Imitative AI Makes You Dumber
There are a lot of costs to imitative AI. The environmental costs are enormous, the damage done to artists and writers careers (and no, the use of other people’s work for training data is not fair use — at least according to one court), and now, it seems, its use degrades your ability to think.
That is not my opinion, but rather the opinion of the people who create imitative AI. Microsoft, specifically, has done research:
A new paper from researchers at Microsoft and Carnegie Mellon University finds that as humans increasingly rely on generative AI in their work, they use less critical thinking, which can “result in the deterioration of cognitive faculties that ought to be preserved.”
“[A] key irony of automation is that by mechanising routine tasks and leaving exception-handling to the human user, you deprive the user of the routine opportunities to practice their judgement and strengthen their cognitive musculature, leaving them atrophied and unprepared when the exceptions do arise,” the researchers wrote.
This is not surprising. To the extent that imitative AI can do work for you, it is generally work that short cuts your own cognitive processes. If you are not writing that report, then you are not really thinking through the issues in the report. If you are not writing the code that generates the boilerplate code for you, then you are not thinking through the problem, the trade-offs and issues. You are not thinking.
This is not just my opinion, by the way. It is the opinion of one of the leading imitative AI companies, Anthropic:
“While we encourage people to use AI systems during their role to help them work faster and more effectively, please do not use AI assistants during the application process,” the applications say. “We want to understand your personal interest in Anthropic without mediation through an AI system, and we also want to evaluate your non-AI-assisted communication skills. Please indicate 'Yes' if you have read and agree.”
Using these tools has, among the more concrete costs, opportunity costs. It is not that much of an issue when a senior developer, for example, uses it to short cut his or her work a bit. As long as they properly vet the output, they might be able to speed some repetitive tasks. Or they might not — having to go over all the output with a fine-tooth comb looking for hallucinations and mistakes is not necessarily a time saver. And that is the cost.
A senior developer, a good communicator, can understand the many, many, many limitations of imitative AI. But someone new to the task cannot. And more importantly, everyone starts knowing little about their work. Work is a form of learning, a form of thinking. Anthropic clearly knows that there is a cost to using their tools — if you let people learning the tasks use those tools then they aren’t learning, aren’t thinking. You miss the opportunity to teach or learn through work, through effort. You never become truly good at the task because you never truly learn the task.

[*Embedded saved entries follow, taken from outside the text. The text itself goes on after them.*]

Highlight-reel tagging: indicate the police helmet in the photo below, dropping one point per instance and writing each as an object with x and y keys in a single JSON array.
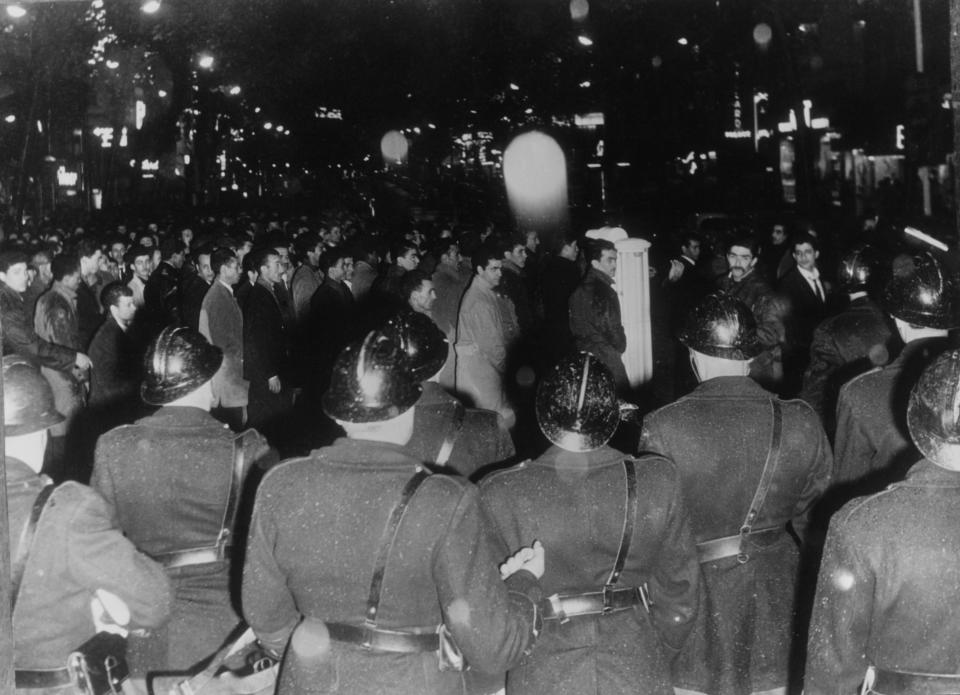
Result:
[
  {"x": 576, "y": 406},
  {"x": 27, "y": 398},
  {"x": 370, "y": 382},
  {"x": 858, "y": 268},
  {"x": 933, "y": 414},
  {"x": 178, "y": 361},
  {"x": 721, "y": 326},
  {"x": 923, "y": 292},
  {"x": 421, "y": 342}
]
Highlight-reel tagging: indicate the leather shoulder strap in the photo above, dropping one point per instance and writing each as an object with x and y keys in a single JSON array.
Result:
[
  {"x": 629, "y": 520},
  {"x": 769, "y": 468},
  {"x": 27, "y": 536},
  {"x": 386, "y": 544}
]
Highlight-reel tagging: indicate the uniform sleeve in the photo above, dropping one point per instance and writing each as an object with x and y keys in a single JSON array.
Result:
[
  {"x": 675, "y": 582},
  {"x": 492, "y": 622},
  {"x": 268, "y": 604},
  {"x": 852, "y": 447},
  {"x": 101, "y": 557},
  {"x": 842, "y": 613}
]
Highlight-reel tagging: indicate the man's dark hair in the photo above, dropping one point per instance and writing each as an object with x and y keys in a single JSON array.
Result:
[
  {"x": 332, "y": 255},
  {"x": 9, "y": 258},
  {"x": 305, "y": 243},
  {"x": 86, "y": 247},
  {"x": 596, "y": 247},
  {"x": 483, "y": 255},
  {"x": 804, "y": 239},
  {"x": 135, "y": 252},
  {"x": 258, "y": 258},
  {"x": 110, "y": 295},
  {"x": 746, "y": 240},
  {"x": 64, "y": 264},
  {"x": 412, "y": 281},
  {"x": 220, "y": 257},
  {"x": 170, "y": 247}
]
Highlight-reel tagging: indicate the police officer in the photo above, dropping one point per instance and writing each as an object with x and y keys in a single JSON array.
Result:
[
  {"x": 872, "y": 445},
  {"x": 888, "y": 595},
  {"x": 445, "y": 432},
  {"x": 174, "y": 479},
  {"x": 622, "y": 569},
  {"x": 852, "y": 342},
  {"x": 67, "y": 553},
  {"x": 750, "y": 464},
  {"x": 400, "y": 565}
]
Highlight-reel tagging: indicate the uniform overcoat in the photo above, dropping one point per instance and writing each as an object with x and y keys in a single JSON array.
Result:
[
  {"x": 314, "y": 541},
  {"x": 78, "y": 548},
  {"x": 574, "y": 503},
  {"x": 168, "y": 476},
  {"x": 719, "y": 436},
  {"x": 889, "y": 589}
]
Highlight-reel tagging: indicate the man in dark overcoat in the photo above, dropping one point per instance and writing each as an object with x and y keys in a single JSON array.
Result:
[
  {"x": 588, "y": 504},
  {"x": 445, "y": 432},
  {"x": 857, "y": 339},
  {"x": 750, "y": 464},
  {"x": 888, "y": 597},
  {"x": 872, "y": 446},
  {"x": 77, "y": 556},
  {"x": 169, "y": 477},
  {"x": 595, "y": 312},
  {"x": 323, "y": 546}
]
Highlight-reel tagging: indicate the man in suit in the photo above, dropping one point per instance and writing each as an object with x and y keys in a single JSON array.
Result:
[
  {"x": 221, "y": 322},
  {"x": 807, "y": 296},
  {"x": 266, "y": 347}
]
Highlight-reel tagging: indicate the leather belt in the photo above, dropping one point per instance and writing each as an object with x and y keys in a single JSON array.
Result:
[
  {"x": 563, "y": 607},
  {"x": 42, "y": 678},
  {"x": 378, "y": 639},
  {"x": 197, "y": 556},
  {"x": 730, "y": 546},
  {"x": 907, "y": 683}
]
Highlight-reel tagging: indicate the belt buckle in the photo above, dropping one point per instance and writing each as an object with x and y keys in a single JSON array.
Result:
[
  {"x": 557, "y": 607},
  {"x": 607, "y": 608}
]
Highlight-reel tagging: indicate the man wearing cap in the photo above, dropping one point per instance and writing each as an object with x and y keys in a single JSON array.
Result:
[
  {"x": 873, "y": 447},
  {"x": 445, "y": 432},
  {"x": 887, "y": 609},
  {"x": 174, "y": 480},
  {"x": 624, "y": 579},
  {"x": 358, "y": 535},
  {"x": 68, "y": 556},
  {"x": 751, "y": 465}
]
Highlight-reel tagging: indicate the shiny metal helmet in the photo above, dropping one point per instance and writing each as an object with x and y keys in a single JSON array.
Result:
[
  {"x": 933, "y": 414},
  {"x": 858, "y": 267},
  {"x": 178, "y": 361},
  {"x": 576, "y": 406},
  {"x": 27, "y": 398},
  {"x": 421, "y": 342},
  {"x": 370, "y": 382},
  {"x": 923, "y": 292},
  {"x": 721, "y": 326}
]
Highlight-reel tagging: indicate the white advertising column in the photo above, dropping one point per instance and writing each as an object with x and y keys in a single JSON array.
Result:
[{"x": 633, "y": 289}]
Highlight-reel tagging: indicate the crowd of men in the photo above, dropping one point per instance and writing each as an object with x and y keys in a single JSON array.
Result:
[{"x": 315, "y": 430}]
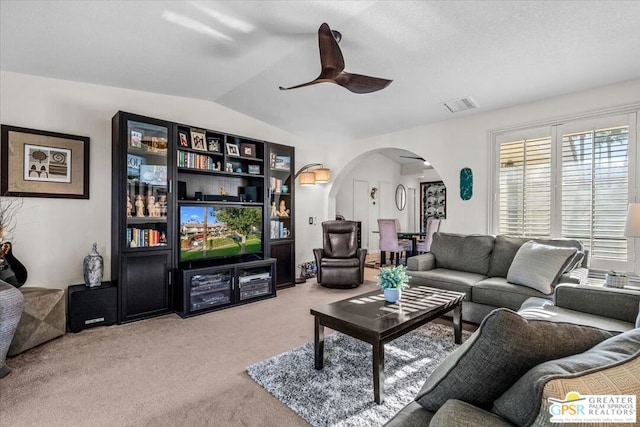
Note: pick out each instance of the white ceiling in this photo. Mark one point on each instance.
(237, 54)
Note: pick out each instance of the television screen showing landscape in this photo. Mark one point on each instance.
(219, 231)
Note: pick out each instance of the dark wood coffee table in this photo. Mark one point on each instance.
(369, 318)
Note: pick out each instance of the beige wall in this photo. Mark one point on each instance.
(53, 236)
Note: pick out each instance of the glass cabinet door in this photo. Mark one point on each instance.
(280, 192)
(147, 197)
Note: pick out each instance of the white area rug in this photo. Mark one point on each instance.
(341, 394)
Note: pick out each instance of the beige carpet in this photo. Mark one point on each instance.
(165, 371)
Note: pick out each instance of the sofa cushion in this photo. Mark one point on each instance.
(521, 403)
(496, 291)
(449, 280)
(504, 347)
(462, 252)
(412, 415)
(539, 266)
(457, 413)
(504, 250)
(622, 304)
(506, 247)
(553, 313)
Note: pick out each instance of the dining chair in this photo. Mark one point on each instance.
(424, 246)
(389, 239)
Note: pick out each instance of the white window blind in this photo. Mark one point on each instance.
(569, 180)
(525, 187)
(595, 189)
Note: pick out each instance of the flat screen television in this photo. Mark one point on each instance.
(216, 231)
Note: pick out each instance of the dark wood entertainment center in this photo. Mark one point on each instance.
(161, 262)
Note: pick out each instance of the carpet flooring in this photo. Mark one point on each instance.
(341, 394)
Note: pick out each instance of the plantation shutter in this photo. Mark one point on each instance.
(595, 176)
(524, 194)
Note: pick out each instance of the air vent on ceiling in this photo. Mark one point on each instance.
(462, 104)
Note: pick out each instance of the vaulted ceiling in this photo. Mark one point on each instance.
(237, 54)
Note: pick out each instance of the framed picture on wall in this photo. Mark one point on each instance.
(38, 163)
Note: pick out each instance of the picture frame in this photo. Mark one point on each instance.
(213, 144)
(198, 140)
(135, 138)
(233, 149)
(248, 150)
(283, 162)
(183, 139)
(39, 163)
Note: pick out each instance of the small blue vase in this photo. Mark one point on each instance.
(392, 295)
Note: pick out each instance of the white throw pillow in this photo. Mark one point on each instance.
(539, 266)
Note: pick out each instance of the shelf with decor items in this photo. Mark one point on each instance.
(186, 198)
(212, 166)
(281, 195)
(142, 218)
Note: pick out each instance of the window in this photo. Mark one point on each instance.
(569, 180)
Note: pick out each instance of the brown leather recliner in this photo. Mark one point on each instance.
(340, 262)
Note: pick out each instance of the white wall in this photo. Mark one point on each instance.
(464, 142)
(52, 236)
(385, 175)
(457, 143)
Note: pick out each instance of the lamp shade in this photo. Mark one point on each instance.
(307, 178)
(632, 228)
(322, 174)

This has traditionally been one of the problems with outsourcing critical work — you lose the ability to do the work yourself and find yourself at the mercy of the people who can think, can do the work. Inevitably, the cost of not having the knowledge, the expertise, overwhelms the supposed saving of having someone else do the critical thinking for you. Imitative AI has the same fundamental problem. It cannot generally do important, creative work. But by farming out the basic work, you cut off the next generation of people who will, or should have, do the creative, important work, even if imitative AI worked perfectly. Which it does not.
Imitative AI is not a short cut, not really. It is a short shrift to learning and thinking. You cannot get to understanding, to competence, by relying on the work of others. It’s a cliche, but cheating only really hurt you — and imitative AI is perhaps the most hyped version of cheating in modern history. There is no shortcut for work, whatever the imitative AI firms may tell you in their ads.
And now, we know they know that as well.